What is a bit surprising is that as dominant as Blake Griffin has been offensively, DeAndre Jordan has been nearly as dominant on defense. Coming from someone who thought Jordan shouldn’t have even finished in the top three of Defensive Player of the Year (DPOY) voting, I’ve been pleasantly surprised at how he has not only neutralized Dwight Howard to a degree, he’s made it darn-near impossible for the Rockets to get good looks inside.
He’s been controlling the glass, averaging 10.3 defensive rebounds per game in the series. He’s been active and jumpy, blocking a shade under two shots a night, wreaking havoc when guarding the pick-and-roll, and nearly averaging two steals a night. His overall rim protection and post defense has finally caught up to his shot blocking prowess, my main criticism of Jordan defensively. The Rockets have only shot 41.2 percent inside of six feet against Jordan, 20.4 percent BELOW their normal average.
2. The Role Players
DeAndre Jordan has anchored the defense while Blake Griffin has been The Man offensively, but they certainly haven’t done it alone.
J.J. Redick has been very good on both ends, averaging 19.5 points including an absurd 14-26 clip from three. On defense, he’s actually done a solid job guarding James Harden, doing his best to force him right, and otherwise funneling him into Jordan.
Matt Barnes has played well defensively, allowing his opponents to shoot a shade under 43% from the field when guarded by him. Nobody, or their mothers, have been safe.
Glen Davis has played surprisingly well as a small-ball refrigera- er, I mean center off the bench. Jamal Crawford has had his moments sparking runs with his isolation creativity. Outside of James Harden and Dwight Howard, nobody for Houston has consistently shown up or chipped in to help them out.
3. Austin Rivers
Seriously, who the heck saw an Austin Rivers breakout coming?

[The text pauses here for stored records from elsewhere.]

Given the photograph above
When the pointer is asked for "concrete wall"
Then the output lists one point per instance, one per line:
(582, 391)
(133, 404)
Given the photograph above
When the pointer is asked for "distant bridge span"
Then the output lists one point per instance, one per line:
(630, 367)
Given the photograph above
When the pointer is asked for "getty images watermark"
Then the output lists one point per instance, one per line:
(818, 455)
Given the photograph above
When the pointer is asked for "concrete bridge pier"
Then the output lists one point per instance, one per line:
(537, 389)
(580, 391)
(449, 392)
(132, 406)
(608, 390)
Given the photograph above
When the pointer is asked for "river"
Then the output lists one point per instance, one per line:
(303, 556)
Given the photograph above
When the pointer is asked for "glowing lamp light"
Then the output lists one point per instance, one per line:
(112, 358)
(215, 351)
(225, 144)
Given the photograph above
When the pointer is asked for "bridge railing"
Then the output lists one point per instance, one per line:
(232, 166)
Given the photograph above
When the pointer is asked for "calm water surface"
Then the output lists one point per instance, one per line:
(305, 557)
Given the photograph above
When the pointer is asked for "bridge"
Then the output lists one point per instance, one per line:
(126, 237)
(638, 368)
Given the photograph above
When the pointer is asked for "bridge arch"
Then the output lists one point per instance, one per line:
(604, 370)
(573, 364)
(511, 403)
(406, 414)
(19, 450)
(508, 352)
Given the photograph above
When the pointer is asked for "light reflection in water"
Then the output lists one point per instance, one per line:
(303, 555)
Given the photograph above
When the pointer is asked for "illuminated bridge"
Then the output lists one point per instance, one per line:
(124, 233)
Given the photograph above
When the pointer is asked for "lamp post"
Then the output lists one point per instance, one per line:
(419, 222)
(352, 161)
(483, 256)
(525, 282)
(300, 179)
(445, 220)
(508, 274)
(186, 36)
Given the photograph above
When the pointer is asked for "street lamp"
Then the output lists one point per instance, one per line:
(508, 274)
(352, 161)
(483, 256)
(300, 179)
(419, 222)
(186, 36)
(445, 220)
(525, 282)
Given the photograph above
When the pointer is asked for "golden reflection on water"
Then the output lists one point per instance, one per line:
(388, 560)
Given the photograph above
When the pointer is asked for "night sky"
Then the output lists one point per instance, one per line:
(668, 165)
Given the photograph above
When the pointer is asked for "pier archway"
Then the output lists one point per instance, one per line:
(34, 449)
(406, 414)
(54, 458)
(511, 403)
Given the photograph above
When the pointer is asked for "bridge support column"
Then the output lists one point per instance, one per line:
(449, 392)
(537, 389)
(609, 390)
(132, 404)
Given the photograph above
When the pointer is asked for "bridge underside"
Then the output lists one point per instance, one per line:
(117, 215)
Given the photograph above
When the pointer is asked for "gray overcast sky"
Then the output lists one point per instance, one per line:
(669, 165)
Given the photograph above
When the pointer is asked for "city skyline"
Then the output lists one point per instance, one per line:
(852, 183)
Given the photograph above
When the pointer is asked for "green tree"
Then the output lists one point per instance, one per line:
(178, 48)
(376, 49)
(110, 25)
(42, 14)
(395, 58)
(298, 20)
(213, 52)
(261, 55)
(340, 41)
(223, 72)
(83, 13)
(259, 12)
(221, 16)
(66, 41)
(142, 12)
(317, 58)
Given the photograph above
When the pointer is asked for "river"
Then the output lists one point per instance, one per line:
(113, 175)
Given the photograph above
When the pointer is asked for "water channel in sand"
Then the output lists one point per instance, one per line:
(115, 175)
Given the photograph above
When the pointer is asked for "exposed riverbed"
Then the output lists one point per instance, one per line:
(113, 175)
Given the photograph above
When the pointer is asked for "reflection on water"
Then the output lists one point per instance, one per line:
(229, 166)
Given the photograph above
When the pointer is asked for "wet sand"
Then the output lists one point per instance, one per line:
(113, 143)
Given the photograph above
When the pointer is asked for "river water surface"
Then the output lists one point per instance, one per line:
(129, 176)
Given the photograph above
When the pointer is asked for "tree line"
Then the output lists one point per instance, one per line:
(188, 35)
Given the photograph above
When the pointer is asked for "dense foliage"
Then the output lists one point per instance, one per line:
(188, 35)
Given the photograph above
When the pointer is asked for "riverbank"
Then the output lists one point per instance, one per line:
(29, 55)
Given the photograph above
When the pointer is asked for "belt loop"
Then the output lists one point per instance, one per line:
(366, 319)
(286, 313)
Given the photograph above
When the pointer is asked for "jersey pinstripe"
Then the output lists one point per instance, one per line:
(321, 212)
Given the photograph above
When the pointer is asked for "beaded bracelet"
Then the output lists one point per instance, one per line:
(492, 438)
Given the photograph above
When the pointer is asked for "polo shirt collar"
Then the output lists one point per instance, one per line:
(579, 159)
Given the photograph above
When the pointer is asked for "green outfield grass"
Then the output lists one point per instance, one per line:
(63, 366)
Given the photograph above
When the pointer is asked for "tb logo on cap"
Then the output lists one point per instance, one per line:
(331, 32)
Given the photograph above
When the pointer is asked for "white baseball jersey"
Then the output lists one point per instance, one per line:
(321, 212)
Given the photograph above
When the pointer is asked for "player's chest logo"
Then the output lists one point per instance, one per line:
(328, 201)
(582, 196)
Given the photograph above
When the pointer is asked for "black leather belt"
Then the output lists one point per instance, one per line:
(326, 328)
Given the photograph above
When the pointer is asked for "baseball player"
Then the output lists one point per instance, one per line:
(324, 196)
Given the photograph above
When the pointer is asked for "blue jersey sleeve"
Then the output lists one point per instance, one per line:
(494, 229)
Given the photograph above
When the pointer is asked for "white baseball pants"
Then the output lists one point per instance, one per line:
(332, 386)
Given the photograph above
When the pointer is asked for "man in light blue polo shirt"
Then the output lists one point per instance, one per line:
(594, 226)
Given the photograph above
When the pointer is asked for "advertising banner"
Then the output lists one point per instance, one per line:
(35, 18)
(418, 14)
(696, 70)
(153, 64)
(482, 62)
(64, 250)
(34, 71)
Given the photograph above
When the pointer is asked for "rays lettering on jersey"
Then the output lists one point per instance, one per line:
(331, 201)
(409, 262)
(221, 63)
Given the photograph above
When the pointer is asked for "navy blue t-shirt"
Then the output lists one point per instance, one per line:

His jumper has been falling. He’s finished some ridiculously tough layups off glass. He’s crossed up just about everyone, including himself. He’s competed hard defensively, with opponents shooting 4-18 (22.2 percent) outside of 15 feet when guarded by Rivers this series.
Rivers has had to play a bigger role than imagined considering Chris Paul missed the first two games of the series. On the surface, that should’ve spelled doom for the Clippers. However, Rivers has averaged 16 points on 55.8 percent shooting from the field this series, with his signature game coming in Game 3. Rivers exploded in the third quarter of Game 3, scoring 15 of his 25 points there and sparking a 20-3 run that really put that game out of reach.
This type of production couldn’t have come at a better time for the Clippers, who are on the verge of a Western Conference Finals berth. It also should pay off for Austin Rivers, literally, considering he’s set to hit the free agent market this summer. Doc Rivers the GM, the coach and the father has to be extremely proud — probably in that order.
Barring the Rockets having some sort of a “Come to Jesus” epiphany and playing their best basketball of the year, this series is likely over. With Blake Griffin and DeAndre Jordan anchoring the paint on opposite ends, J.J. Redick and Matt Barnes holding down the perimeter and Austin Rivers breaking out, the Clippers have captured something like five different lightning bolts in their playoff bottle.
What’s even scarier is the fact that Chris Paul is getting healthier. If the Clippers finish the deal in Game 5, they’ll get even more rest for Paul and others while the Warriors and Grizzlies beat each other up on the other end of the West bracket. If things work out right, the Clippers will be making more franchise history in June, adding a banner to the arena that nobody could mock — a championship banner.